From what we have learned already about differentiability, it will not be difficult to show that continuity is an important condition for differentiability. The following theorem is one of the most important theorems in calculus:

**Differentiability and Continuity**

If \begin{align*}f\end{align*} is differentiable at \begin{align*}x_0\end{align*}, then \begin{align*}f\end{align*} is also continuous at \begin{align*}x_0\end{align*}.

The logically equivalent statement is quite useful: If \begin{align*}f\end{align*} is *not* continuous at \begin{align*}x_0\end{align*}, then \begin{align*}f\end{align*} is not differentiable at \begin{align*}x_0\end{align*}.

(The converse is not necessarily true.)

We have already seen that the converse is not true in some cases. The function can have a cusp, a corner, or a vertical tangent and still be continuous, but it is not differentiable.

## Multimedia Links

For an introduction to the derivative **(4.0)(4.1)**, see Math Video Tutorials by James Sousa, Introduction to the Derivative (9:57).

The following simulator traces the instantaneous slope of a curve and graphs a qualitative form of derivative function on an axis below the curve Surfing the Derivative.

The following applet allows you to explore the relationship between a function and its derivative on a graph. Notice that as you move x along the curve, the slope of the tangent line to \begin{align*}f(x)\end{align*} is the height of the derivative function, \begin{align*}f'(x)\end{align*} Derivative Applet. This applet is customizable--after doing the steps outlined on the page, feel free to change the function definition and explore the derivative of many functions.

For a video presentation of differentiability and continuity **(4.3)**, see Differentiability and Continuity (6:31).

## Review Questions

In problems 1 through 6, use the definition of the derivative to find \begin{align*}f'(x)\end{align*} and then find the equation of the tangent line at \begin{align*}x = x_0\end{align*}.

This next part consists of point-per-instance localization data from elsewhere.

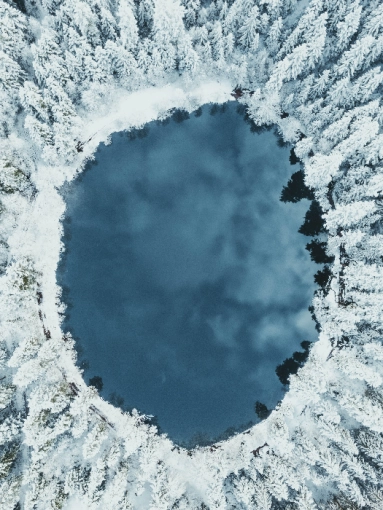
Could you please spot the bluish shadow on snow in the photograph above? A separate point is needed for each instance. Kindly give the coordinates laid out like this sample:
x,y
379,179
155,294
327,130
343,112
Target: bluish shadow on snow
x,y
187,277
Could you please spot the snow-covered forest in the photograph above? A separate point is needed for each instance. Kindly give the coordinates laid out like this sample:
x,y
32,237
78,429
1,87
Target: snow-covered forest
x,y
75,71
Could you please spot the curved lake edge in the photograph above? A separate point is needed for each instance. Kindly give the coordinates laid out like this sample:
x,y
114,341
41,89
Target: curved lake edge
x,y
141,133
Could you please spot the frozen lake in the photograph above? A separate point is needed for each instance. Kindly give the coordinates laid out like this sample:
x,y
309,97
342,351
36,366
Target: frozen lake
x,y
186,278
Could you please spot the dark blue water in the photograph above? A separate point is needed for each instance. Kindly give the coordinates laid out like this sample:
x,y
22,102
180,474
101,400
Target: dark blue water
x,y
188,281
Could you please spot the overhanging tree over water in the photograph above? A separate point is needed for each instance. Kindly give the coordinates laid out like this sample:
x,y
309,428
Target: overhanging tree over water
x,y
68,70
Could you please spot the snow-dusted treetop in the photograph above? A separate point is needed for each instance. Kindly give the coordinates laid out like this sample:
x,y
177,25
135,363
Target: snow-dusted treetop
x,y
73,72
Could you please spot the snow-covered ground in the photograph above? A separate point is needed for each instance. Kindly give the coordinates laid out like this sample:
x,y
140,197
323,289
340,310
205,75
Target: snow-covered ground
x,y
78,71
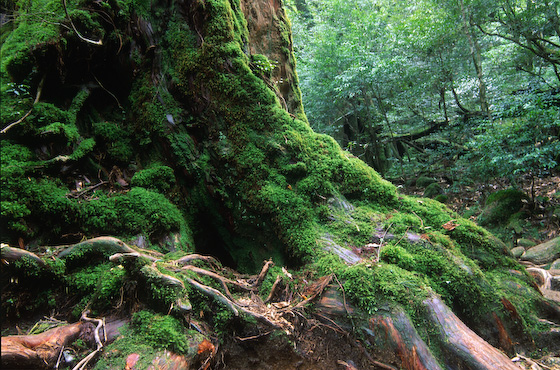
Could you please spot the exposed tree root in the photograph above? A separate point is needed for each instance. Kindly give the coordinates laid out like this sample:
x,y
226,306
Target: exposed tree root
x,y
463,345
39,351
402,345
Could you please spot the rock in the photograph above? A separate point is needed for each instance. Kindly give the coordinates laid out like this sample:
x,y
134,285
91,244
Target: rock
x,y
527,243
555,283
546,252
503,207
517,252
424,181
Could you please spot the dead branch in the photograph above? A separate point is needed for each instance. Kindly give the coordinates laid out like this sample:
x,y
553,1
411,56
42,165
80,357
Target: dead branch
x,y
151,272
38,351
263,272
252,337
464,345
221,279
98,43
117,257
102,243
37,96
273,289
192,257
317,289
100,323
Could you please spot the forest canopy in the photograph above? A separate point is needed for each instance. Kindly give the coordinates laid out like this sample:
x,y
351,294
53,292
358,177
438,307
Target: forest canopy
x,y
166,203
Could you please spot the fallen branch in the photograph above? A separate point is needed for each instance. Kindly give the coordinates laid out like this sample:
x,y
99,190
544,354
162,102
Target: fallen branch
x,y
39,351
192,257
273,289
100,323
213,293
151,272
263,272
105,244
221,279
117,257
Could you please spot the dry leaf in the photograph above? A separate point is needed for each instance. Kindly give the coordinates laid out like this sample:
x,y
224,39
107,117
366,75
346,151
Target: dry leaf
x,y
205,346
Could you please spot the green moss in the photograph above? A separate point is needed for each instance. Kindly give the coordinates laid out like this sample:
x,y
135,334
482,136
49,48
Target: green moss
x,y
433,190
161,332
159,178
115,140
423,181
99,285
501,206
261,65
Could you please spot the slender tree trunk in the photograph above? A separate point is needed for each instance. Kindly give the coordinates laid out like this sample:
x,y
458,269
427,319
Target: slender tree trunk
x,y
477,59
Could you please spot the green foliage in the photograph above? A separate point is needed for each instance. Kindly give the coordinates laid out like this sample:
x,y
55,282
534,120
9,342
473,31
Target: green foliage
x,y
115,140
260,64
512,146
159,178
161,332
433,190
98,285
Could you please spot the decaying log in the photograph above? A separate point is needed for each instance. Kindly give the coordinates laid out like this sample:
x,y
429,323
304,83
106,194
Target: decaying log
x,y
193,257
273,289
220,278
464,347
151,272
213,293
39,351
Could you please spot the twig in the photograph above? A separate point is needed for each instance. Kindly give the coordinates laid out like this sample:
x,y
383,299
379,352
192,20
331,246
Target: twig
x,y
192,257
273,289
59,357
421,222
82,364
252,337
37,96
263,272
89,188
98,43
222,279
110,93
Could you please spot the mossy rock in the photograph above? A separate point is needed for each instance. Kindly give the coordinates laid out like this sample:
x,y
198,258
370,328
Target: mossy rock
x,y
159,178
543,253
502,206
433,190
423,181
517,252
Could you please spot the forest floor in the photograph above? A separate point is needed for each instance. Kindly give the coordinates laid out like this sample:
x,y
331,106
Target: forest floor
x,y
542,220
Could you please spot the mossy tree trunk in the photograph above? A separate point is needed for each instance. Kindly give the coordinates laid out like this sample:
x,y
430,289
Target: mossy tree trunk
x,y
184,132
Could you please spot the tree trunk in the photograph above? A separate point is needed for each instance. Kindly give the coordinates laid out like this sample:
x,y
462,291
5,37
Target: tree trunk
x,y
192,148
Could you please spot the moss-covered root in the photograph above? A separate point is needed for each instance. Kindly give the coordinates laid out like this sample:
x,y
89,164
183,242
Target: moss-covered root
x,y
462,347
395,336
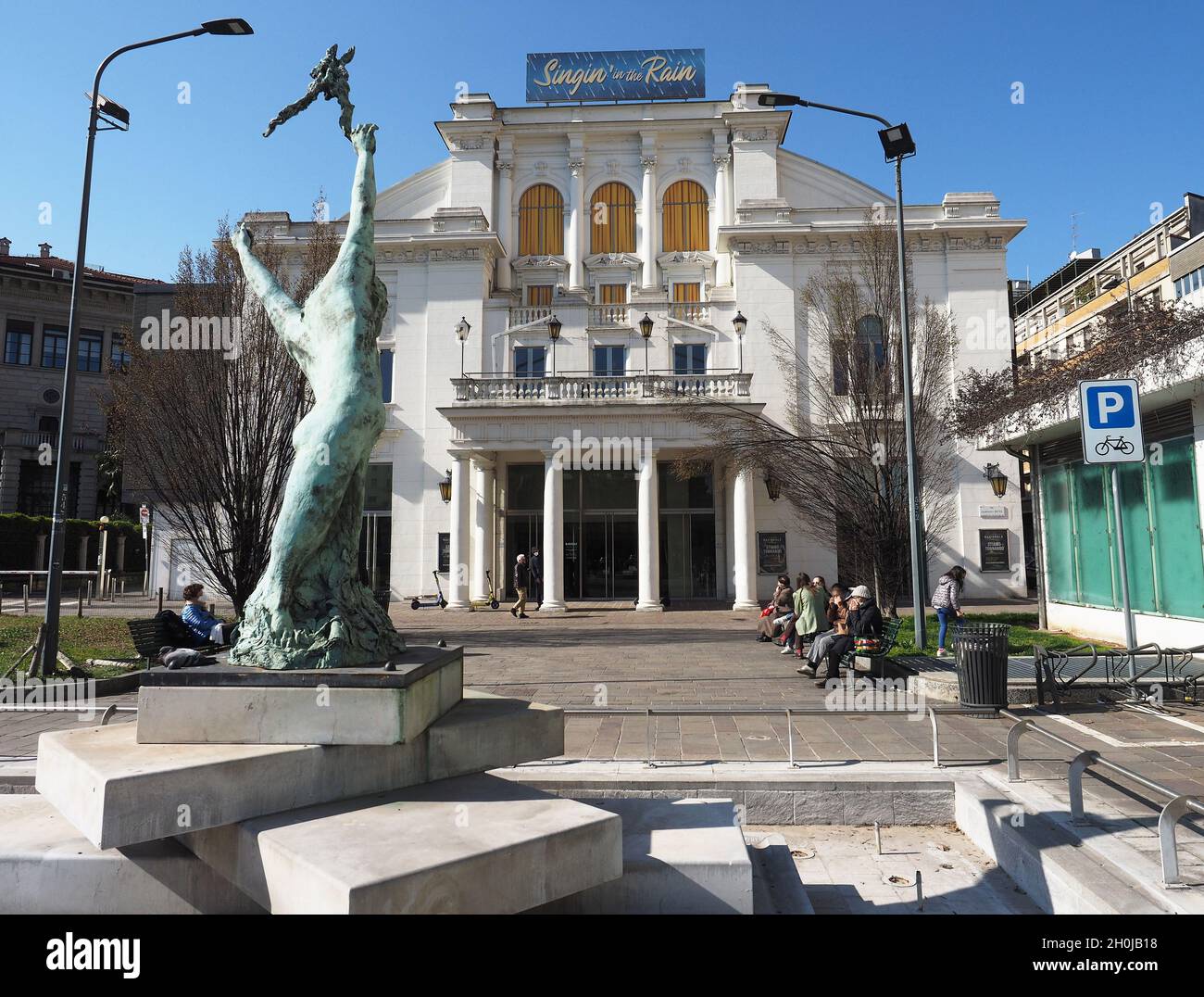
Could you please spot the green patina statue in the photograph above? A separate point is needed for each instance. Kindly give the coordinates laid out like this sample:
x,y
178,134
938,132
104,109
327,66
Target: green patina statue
x,y
311,610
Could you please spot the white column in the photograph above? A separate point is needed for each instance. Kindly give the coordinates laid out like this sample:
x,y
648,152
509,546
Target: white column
x,y
502,223
745,542
649,536
482,526
722,260
458,571
576,223
553,534
648,212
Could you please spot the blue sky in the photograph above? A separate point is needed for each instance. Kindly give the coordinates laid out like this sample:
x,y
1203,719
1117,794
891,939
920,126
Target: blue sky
x,y
1106,129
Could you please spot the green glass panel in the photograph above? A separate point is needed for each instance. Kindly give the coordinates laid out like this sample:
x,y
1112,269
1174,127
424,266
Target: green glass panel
x,y
1059,534
1094,535
1176,530
1138,545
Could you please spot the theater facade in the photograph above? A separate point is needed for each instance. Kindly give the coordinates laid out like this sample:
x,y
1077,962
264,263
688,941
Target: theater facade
x,y
579,220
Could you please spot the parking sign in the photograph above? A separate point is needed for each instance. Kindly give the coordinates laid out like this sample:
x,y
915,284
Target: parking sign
x,y
1111,422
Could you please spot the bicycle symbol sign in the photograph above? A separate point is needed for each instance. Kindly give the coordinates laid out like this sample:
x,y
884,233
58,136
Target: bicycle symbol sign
x,y
1111,422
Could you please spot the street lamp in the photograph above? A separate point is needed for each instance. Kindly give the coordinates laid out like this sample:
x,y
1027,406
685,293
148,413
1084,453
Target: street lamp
x,y
997,478
646,330
739,322
461,333
99,111
554,328
897,145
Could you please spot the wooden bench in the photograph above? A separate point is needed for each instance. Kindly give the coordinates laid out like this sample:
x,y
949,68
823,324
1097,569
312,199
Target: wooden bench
x,y
878,659
151,634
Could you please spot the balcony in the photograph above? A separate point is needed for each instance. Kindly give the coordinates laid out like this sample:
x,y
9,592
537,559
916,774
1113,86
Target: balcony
x,y
593,389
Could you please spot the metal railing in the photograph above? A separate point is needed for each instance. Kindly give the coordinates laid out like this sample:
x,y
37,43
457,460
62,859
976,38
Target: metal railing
x,y
790,713
1178,807
586,386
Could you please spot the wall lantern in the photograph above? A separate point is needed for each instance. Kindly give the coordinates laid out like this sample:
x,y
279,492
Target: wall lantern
x,y
771,486
997,478
739,324
461,333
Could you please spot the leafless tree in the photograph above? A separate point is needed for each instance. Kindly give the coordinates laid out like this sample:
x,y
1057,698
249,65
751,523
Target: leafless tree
x,y
208,435
839,453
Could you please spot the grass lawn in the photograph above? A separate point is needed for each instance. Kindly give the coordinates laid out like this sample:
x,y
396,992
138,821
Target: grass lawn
x,y
80,638
1022,636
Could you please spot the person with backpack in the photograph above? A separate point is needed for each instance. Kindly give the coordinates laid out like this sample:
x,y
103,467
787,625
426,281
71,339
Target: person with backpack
x,y
947,601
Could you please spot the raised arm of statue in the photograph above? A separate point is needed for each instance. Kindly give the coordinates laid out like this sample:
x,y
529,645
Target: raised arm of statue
x,y
359,246
283,310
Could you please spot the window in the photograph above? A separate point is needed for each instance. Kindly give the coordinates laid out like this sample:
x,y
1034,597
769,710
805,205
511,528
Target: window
x,y
119,354
530,361
689,358
386,376
613,217
55,347
609,361
19,342
685,225
89,350
541,221
540,296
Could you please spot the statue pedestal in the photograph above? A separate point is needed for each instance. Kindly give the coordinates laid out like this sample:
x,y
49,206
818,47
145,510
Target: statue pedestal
x,y
229,704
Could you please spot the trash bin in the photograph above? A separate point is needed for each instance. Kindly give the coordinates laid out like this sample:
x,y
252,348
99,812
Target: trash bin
x,y
982,656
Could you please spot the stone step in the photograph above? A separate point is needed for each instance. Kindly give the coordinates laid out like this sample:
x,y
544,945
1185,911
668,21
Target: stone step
x,y
477,844
48,867
679,856
119,792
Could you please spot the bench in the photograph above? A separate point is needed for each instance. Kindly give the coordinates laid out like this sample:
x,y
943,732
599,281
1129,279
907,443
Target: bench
x,y
151,634
877,660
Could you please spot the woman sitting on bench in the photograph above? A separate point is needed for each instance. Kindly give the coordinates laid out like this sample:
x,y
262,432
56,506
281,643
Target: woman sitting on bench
x,y
200,622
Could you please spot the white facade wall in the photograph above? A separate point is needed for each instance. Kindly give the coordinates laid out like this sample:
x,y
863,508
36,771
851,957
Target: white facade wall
x,y
448,249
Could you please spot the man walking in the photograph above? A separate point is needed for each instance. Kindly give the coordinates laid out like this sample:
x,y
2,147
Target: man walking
x,y
521,583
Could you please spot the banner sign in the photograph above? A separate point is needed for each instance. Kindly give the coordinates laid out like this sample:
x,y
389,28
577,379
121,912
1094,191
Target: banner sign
x,y
645,73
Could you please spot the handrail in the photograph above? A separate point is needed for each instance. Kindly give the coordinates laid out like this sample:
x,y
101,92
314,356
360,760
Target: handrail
x,y
1178,807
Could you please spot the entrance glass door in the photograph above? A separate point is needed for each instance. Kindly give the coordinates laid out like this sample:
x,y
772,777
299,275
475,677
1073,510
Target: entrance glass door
x,y
609,555
374,550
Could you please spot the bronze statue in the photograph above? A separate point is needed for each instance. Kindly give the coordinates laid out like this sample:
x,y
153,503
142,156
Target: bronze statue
x,y
330,81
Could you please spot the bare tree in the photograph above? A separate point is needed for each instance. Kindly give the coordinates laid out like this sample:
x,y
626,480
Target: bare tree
x,y
207,430
839,453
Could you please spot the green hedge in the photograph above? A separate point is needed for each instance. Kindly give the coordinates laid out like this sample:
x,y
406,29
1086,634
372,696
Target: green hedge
x,y
19,543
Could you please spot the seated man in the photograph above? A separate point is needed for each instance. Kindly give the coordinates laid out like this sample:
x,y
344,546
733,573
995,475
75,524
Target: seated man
x,y
200,622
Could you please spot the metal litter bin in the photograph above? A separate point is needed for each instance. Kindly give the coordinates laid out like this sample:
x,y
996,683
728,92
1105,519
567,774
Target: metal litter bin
x,y
982,656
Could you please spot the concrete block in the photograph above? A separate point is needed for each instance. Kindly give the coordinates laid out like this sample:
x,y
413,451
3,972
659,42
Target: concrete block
x,y
117,791
245,706
48,867
684,856
470,845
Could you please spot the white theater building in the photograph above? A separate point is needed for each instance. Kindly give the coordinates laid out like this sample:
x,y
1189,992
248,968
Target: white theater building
x,y
706,214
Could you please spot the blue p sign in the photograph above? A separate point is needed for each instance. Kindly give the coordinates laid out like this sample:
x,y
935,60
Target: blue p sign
x,y
1110,407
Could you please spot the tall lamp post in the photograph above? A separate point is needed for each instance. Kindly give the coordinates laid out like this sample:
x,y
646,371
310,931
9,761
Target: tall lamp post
x,y
897,145
113,116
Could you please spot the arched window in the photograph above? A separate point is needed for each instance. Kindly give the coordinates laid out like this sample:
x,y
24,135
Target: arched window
x,y
541,221
613,220
686,225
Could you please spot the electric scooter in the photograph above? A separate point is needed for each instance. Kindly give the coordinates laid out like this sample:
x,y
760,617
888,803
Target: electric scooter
x,y
438,601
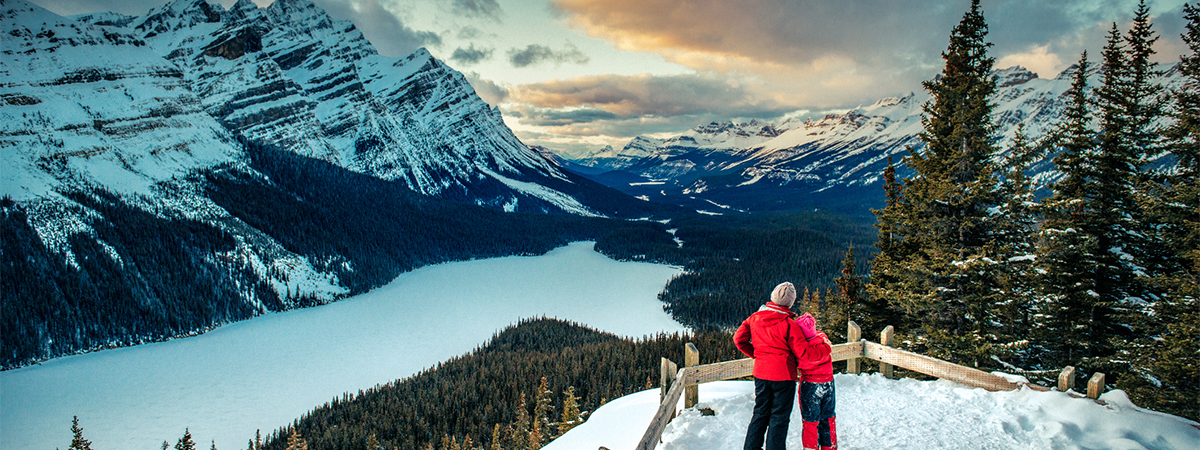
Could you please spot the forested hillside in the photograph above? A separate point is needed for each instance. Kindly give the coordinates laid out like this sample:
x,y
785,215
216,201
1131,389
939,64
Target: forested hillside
x,y
145,277
977,268
495,389
732,263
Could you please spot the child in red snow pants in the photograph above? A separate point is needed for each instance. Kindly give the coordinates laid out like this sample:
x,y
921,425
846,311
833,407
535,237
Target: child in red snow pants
x,y
816,396
817,402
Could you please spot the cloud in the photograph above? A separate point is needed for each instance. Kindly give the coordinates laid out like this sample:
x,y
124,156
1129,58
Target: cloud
x,y
1037,59
828,53
381,27
478,9
469,33
491,93
535,54
471,55
645,95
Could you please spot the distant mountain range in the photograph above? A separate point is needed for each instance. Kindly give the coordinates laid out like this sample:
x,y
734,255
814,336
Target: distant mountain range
x,y
834,162
193,166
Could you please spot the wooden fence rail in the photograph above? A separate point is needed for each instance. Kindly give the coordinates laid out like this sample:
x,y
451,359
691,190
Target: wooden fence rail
x,y
691,376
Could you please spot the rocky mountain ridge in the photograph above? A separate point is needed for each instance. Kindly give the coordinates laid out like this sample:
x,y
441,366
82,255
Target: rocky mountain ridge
x,y
833,162
195,166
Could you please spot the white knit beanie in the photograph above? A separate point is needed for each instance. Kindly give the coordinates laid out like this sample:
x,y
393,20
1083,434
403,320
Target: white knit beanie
x,y
784,294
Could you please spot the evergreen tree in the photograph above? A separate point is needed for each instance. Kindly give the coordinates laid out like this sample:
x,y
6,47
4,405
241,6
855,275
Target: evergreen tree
x,y
1120,233
1168,369
185,442
1068,252
949,286
295,442
77,441
891,261
519,432
1144,103
1015,250
544,405
845,305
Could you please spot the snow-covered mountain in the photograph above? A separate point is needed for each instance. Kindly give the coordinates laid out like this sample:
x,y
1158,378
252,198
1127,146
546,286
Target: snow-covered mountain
x,y
609,159
834,162
150,161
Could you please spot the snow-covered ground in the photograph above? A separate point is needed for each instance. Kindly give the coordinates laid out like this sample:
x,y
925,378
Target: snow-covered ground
x,y
879,413
264,372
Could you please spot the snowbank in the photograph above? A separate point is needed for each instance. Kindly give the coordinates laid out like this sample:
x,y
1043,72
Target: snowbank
x,y
880,413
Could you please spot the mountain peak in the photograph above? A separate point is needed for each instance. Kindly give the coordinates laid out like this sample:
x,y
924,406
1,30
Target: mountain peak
x,y
1013,76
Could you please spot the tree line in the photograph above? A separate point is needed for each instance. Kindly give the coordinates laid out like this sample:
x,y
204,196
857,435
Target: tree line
x,y
143,276
979,265
526,385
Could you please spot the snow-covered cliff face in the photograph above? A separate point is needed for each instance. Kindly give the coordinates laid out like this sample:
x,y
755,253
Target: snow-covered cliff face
x,y
833,161
286,75
291,76
138,157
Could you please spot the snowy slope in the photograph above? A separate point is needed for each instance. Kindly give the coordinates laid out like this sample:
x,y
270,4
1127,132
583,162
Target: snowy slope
x,y
291,76
879,413
835,161
121,132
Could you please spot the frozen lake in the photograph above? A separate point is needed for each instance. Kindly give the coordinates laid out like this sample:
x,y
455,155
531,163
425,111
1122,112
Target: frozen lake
x,y
264,372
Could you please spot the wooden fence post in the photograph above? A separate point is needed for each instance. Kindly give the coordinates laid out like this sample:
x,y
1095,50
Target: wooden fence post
x,y
667,377
690,359
886,337
1067,379
1096,385
853,334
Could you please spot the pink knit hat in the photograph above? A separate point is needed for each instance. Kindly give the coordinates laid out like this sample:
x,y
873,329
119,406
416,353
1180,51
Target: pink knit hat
x,y
784,294
808,325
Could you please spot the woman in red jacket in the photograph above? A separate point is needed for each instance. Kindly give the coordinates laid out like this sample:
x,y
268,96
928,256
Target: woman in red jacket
x,y
817,399
775,342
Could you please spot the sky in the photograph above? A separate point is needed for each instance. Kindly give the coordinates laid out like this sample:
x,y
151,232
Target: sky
x,y
575,76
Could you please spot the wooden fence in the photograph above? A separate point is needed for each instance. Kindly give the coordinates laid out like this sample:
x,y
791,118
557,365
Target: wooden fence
x,y
685,382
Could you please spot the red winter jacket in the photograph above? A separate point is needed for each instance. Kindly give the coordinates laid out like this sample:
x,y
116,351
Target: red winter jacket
x,y
816,364
774,341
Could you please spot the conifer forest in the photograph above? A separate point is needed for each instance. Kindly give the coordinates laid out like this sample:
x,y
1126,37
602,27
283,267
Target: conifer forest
x,y
972,262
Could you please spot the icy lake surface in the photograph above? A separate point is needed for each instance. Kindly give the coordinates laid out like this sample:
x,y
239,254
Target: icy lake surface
x,y
264,372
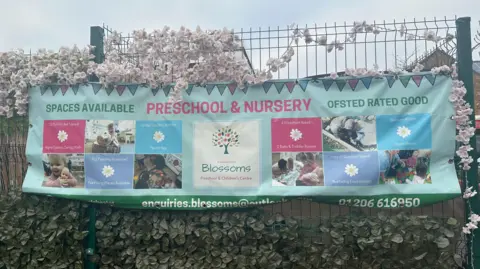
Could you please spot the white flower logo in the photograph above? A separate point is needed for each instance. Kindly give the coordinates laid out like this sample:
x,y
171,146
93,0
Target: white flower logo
x,y
158,136
351,170
108,171
295,134
62,136
403,131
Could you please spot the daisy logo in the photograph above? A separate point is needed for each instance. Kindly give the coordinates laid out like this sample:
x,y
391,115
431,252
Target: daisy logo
x,y
108,171
62,136
295,134
224,138
158,136
351,170
403,131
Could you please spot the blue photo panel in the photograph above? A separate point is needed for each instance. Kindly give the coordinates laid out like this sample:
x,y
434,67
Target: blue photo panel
x,y
351,168
159,137
109,171
403,132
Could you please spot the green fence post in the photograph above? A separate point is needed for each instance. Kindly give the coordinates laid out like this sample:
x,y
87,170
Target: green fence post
x,y
465,74
96,39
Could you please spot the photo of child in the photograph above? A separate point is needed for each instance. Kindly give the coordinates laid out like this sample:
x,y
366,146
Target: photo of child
x,y
63,170
107,136
158,171
349,133
297,169
405,166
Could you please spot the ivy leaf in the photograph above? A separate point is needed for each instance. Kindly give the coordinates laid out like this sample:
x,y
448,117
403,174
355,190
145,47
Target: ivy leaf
x,y
442,242
397,238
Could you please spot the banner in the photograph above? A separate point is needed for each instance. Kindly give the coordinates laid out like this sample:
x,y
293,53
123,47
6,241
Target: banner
x,y
367,142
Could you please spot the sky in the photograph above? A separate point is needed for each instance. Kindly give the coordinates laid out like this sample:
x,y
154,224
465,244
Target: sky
x,y
33,24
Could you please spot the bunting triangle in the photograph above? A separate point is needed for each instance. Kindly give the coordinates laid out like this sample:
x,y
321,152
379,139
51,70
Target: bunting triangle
x,y
290,85
155,91
96,88
366,82
189,89
54,89
167,89
279,86
64,89
109,90
431,78
303,84
221,88
75,88
120,89
327,83
132,88
43,89
417,80
390,80
209,88
266,86
404,80
353,83
232,87
340,83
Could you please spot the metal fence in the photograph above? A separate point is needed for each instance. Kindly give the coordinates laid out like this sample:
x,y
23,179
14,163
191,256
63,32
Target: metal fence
x,y
335,47
397,44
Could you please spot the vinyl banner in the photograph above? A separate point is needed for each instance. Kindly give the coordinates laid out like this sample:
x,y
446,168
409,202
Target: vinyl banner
x,y
367,142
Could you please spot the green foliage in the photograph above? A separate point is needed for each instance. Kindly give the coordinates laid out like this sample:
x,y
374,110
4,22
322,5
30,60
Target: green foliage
x,y
40,232
43,232
152,239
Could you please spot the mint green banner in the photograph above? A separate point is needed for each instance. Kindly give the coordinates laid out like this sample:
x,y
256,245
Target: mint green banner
x,y
367,142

- \begin{align*}f(x) = 6x^{2}; x_{0} = 3\end{align*}
- \begin{align*} f(x) = \sqrt{x + 2}; x_0 = 8\end{align*}
- \begin{align*}f(x) = 3x^3 - 2; x_0 = -1\end{align*}
- \begin{align*} f(x) = \frac{1} {x+2}; x_0 = -1\end{align*}
- \begin{align*}f(x) = ax^2 - b,\end{align*} (where \begin{align*}a\end{align*} and \begin{align*}b\end{align*} are constants); \begin{align*}x_0 = b\end{align*}
- \begin{align*}f(x) = x^{1/3}; x_0 = 1\end{align*}.
- Find \begin{align*}dy/dx |_{x = 1}\end{align*} given that \begin{align*}y = 5x^2 - 2.\end{align*}
- Show that \begin{align*} f(x) = \sqrt[3]{x}\end{align*} is defined at \begin{align*}x = 0\end{align*} but it is not differentiable at \begin{align*}x = 0\end{align*}. Sketch the graph.
- Show that \begin{align*} f(x) = \begin{cases} x^2 + 1 & x \ge 1\\ 2x & x > 1 \end{cases}\end{align*} is continuous and differentiable at \begin{align*}x = 1\end{align*}. Hint: Take the limit from both sides. Sketch the graph of \begin{align*}f\end{align*}.

## Review Answers

- \begin{align*}f'(x) = 12x,\end{align*} \begin{align*}y = 36x - 54\end{align*}
- \begin{align*} f'(x) = \frac{1} {2 \sqrt{x + 2}} , y = \frac{1} {2\sqrt{10}} \left (x + 12 \right)\end{align*}
- \begin{align*}f'(x) = 9x^2,\end{align*} \begin{align*}y = 9x + 4\end{align*}
- \begin{align*} f'(x) = \frac{-1} {(x + 2)^2} , y = -x\end{align*}
- \begin{align*}f'(x) = 2ax, y = 2abx - b(ab + 1)\end{align*}
- \begin{align*} f'(x) = \frac{1} {3x^{2/3}} , y = \frac{1} {3}x + \frac{2} {3}\end{align*}
- \begin{align*}10\end{align*}
- The graph of the function approaches infinity from both sides as \begin{align*}x\end{align*} approaches 0. Also, the value of the function is 0 when \begin{align*}x=0\end{align*}. Since the graph is not continuous at \begin{align*}x=0\end{align*}, the function is not differentiable at \begin{align*}x=0\end{align*}.
- The graph of the function is continuous at \begin{align*}x=1\end{align*}, where the value of the function is 2. There is no corner, cusp, or vertical tangent. Therefore, the function is differentiable at \begin{align*}x=1\end{align*}.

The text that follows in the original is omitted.